Required — judgment-as-code, not keystroke scripting. Your finding is "this key can pass the admin role." Encode that verdict as a guardrail that fails the bad state and passes the fix: a small check (assert_no_escalation.py) that, given an IAM policy, asserts via simulate-principal-policy (or static analysis equivalent to a Checkov rule) that the principal is denied iam:PassRole on any admin-class role and denied s3:*/Resource:"*", while still allowed its legitimate actions — exit non-zero on the original DevPolicy, exit zero on your fix. Run it against both and show it flips. Have a model draft the assertions; review every line and confirm it fails the original for the right reason (the PassRole reach, not an unrelated nit). This is your verdict made un-recurrable — and the seed of the attack-path checker you'll extend in module 03.

AI acceleration

Paste DevPolicy and a role's trust policy into a model and ask: "What's the blast radius and which escalation paths and ATT&CK-for-Cloud techniques apply?" It's reliable on the common composes (PassRole+RunInstances, CreateAccessKey on another user) but sees one layer — it can't know what an SCP or boundary caps.
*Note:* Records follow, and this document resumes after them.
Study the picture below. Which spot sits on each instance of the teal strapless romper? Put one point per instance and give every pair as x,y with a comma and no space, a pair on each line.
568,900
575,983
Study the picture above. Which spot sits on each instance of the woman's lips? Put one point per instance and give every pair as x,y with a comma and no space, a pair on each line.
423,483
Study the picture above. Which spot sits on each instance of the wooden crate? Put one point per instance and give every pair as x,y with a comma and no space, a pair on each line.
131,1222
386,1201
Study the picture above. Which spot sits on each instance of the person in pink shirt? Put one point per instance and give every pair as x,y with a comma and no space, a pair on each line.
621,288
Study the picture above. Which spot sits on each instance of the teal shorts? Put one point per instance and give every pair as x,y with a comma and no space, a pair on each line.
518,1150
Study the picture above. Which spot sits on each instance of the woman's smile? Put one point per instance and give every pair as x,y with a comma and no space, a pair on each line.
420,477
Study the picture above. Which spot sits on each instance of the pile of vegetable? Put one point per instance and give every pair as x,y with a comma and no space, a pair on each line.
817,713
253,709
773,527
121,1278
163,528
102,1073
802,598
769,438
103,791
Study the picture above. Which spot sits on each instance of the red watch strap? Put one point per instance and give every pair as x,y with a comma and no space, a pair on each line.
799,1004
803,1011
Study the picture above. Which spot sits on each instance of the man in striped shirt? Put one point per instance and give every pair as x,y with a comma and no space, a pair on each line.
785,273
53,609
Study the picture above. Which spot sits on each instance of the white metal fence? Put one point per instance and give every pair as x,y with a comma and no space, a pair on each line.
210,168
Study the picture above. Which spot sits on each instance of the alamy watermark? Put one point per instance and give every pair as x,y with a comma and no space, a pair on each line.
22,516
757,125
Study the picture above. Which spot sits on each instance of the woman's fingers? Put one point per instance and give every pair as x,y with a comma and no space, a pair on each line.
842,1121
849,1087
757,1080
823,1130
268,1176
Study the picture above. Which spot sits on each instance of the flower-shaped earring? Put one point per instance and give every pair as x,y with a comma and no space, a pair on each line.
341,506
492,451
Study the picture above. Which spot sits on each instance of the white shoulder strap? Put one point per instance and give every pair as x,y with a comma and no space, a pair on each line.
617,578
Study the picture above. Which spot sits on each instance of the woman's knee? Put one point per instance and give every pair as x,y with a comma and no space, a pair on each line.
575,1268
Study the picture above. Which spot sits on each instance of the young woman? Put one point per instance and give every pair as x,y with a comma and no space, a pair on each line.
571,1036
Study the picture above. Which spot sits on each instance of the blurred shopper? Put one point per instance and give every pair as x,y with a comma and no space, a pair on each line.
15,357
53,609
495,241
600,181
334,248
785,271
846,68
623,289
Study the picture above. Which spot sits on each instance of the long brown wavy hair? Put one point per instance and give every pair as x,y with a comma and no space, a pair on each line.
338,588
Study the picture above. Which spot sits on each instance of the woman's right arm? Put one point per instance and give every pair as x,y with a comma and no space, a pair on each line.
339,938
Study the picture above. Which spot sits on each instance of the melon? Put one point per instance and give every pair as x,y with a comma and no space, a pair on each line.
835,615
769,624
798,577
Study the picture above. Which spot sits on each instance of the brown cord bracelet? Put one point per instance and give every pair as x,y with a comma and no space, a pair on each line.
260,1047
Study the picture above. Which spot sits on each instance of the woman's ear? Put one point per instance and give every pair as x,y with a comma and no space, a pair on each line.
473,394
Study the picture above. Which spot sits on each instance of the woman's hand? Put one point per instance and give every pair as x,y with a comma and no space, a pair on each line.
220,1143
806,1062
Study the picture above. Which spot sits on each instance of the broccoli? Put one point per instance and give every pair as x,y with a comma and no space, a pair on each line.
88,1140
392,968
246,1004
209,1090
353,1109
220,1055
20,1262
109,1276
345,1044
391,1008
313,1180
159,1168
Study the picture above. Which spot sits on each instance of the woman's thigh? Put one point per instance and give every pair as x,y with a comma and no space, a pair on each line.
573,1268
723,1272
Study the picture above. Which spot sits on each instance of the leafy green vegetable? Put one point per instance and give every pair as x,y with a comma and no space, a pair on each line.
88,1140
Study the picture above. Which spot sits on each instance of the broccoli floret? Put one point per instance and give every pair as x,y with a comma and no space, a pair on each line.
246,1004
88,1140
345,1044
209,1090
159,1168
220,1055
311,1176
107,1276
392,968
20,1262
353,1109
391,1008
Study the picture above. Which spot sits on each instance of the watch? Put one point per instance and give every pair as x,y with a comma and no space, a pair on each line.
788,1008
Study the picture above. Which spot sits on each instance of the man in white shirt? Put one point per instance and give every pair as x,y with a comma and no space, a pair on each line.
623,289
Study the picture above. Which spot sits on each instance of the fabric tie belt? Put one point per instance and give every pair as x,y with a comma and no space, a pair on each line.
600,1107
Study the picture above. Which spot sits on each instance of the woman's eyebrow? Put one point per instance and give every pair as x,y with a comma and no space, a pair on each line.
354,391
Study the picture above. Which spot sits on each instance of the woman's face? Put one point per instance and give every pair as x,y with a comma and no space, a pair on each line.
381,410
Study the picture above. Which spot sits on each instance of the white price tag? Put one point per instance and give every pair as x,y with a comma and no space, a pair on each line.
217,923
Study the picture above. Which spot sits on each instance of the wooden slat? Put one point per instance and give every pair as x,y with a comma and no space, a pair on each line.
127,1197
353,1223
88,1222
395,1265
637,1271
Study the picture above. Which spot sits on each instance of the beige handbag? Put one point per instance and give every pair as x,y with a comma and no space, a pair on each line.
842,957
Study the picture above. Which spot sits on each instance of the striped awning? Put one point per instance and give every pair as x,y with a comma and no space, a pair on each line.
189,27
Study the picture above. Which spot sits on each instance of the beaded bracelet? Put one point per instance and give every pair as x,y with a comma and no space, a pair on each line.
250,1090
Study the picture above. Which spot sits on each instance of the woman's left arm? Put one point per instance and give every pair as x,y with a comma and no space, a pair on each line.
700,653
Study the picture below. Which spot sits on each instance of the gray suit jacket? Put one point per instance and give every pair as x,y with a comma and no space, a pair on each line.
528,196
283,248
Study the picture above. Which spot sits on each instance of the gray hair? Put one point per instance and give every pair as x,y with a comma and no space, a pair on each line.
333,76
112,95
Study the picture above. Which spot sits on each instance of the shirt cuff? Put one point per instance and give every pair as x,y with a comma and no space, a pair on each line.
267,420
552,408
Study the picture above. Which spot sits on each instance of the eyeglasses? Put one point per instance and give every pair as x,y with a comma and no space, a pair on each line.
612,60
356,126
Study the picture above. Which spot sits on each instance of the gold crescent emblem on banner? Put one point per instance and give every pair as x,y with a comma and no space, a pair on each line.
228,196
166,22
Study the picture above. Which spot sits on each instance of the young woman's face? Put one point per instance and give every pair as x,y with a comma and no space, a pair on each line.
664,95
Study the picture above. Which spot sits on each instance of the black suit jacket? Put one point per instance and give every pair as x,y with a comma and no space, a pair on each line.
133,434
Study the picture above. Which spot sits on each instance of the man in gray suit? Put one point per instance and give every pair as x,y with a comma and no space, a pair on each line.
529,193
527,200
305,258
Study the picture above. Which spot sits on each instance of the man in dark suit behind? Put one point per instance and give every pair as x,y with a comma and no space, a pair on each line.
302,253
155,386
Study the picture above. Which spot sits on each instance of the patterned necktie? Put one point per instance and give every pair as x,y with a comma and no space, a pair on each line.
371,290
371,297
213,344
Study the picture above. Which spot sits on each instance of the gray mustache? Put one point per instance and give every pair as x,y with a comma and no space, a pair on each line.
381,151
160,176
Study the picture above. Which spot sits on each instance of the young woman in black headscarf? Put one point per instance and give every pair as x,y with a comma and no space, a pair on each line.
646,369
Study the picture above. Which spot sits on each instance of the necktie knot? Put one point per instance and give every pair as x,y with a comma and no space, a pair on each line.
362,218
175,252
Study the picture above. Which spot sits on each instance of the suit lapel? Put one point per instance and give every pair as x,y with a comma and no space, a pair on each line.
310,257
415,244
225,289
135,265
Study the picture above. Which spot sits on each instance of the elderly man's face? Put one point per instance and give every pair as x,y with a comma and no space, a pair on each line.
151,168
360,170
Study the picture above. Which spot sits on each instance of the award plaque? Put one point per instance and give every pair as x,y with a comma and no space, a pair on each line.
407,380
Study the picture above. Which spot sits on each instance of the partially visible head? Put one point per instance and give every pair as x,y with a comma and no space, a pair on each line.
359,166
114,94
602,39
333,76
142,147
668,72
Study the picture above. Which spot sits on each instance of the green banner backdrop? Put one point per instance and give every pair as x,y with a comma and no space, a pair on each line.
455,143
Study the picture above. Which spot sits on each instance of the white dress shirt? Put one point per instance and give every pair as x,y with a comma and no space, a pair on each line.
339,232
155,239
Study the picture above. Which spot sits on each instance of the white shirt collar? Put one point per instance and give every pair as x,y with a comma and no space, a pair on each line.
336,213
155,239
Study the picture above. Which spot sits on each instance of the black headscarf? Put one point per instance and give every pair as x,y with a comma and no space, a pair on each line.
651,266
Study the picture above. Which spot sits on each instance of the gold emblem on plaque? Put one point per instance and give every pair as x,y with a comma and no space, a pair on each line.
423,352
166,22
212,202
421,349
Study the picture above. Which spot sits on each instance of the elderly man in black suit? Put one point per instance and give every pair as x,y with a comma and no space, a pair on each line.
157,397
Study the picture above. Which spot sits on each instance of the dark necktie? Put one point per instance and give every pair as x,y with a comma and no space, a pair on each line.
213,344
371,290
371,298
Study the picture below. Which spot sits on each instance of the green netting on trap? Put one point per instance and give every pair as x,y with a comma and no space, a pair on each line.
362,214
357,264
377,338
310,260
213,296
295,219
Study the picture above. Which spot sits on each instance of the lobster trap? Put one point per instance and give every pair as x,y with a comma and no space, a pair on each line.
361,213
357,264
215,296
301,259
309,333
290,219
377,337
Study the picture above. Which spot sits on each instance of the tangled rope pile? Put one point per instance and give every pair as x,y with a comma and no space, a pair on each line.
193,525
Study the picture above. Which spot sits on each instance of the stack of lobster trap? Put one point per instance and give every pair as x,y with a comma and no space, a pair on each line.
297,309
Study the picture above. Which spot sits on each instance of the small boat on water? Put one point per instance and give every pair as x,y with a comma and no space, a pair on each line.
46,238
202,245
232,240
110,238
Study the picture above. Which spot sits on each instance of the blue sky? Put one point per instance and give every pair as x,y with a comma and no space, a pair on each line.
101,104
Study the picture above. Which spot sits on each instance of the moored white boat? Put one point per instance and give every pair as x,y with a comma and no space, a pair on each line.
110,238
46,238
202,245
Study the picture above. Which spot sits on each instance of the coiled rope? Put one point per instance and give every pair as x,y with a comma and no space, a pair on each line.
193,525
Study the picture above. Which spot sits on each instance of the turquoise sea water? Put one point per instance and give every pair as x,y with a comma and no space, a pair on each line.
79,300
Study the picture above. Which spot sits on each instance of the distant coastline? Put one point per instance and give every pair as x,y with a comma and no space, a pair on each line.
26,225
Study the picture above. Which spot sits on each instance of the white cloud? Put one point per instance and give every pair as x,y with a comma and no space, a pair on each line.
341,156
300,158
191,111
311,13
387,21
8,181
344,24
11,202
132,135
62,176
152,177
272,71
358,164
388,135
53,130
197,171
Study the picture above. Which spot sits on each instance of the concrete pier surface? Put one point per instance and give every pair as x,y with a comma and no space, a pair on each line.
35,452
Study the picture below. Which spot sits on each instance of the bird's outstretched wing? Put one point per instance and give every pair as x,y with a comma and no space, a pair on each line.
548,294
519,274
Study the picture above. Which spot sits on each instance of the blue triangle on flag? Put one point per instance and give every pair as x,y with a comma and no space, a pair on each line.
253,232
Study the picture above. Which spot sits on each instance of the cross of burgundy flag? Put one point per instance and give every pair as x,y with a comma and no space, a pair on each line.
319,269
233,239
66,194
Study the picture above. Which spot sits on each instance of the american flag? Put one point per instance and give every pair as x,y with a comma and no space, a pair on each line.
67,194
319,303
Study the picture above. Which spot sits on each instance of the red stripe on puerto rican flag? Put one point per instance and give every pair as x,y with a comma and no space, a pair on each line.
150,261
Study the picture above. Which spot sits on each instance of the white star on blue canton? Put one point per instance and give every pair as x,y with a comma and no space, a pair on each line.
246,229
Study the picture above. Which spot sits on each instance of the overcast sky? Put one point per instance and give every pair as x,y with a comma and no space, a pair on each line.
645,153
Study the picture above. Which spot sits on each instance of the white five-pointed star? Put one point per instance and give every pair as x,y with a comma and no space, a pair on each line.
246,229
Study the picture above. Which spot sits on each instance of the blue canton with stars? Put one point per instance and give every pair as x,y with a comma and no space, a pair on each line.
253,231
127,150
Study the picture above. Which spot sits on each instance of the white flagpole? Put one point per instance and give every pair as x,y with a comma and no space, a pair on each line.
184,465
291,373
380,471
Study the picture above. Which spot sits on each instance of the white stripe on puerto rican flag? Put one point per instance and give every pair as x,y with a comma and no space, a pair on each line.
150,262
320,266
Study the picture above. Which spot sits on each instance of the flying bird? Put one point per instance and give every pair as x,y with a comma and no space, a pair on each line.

Validate each claim with simulate-principal-policy. Then paste your guardrail and ask it to author a policy that sneaks past — if it can, your rule is too narrow.

Connects forward

The principals and edges you proved here become the nodes of the privilege-escalation graph in module 03 (IAM Attack Paths), where pmapper/cloudfox turn this manual trace into graph search and the "minimum cut" becomes a graph operation. The over-broad grants feed posture auditing in module 05, and the simulator-as-guardrail pattern returns as IaC scanning in module 06.

Marketable proof

"Given a leaked cloud principal, I predict and prove its blast radius with simulate-principal-policy — including iam:PassRole escalation to admin — then author the minimum-cut least-privilege policy and prove by evaluation that the dangerous reach is denied while the principal's real job still works. I can explain why explicit-deny beats allow and why a root trust trusts the whole account."

Stretch

  • Add the iam:CreateAccessKey-on-another-user escalation to your enumeration and guardrail — a different vector from PassRole.
  • Re-run the whole loop against a CloudGoat iam_privesc_by_* scenario in a real (free-tier) account and compare how simulate-principal-policy behaves when IAM is actually enforced versus LocalStack's logical-only mode.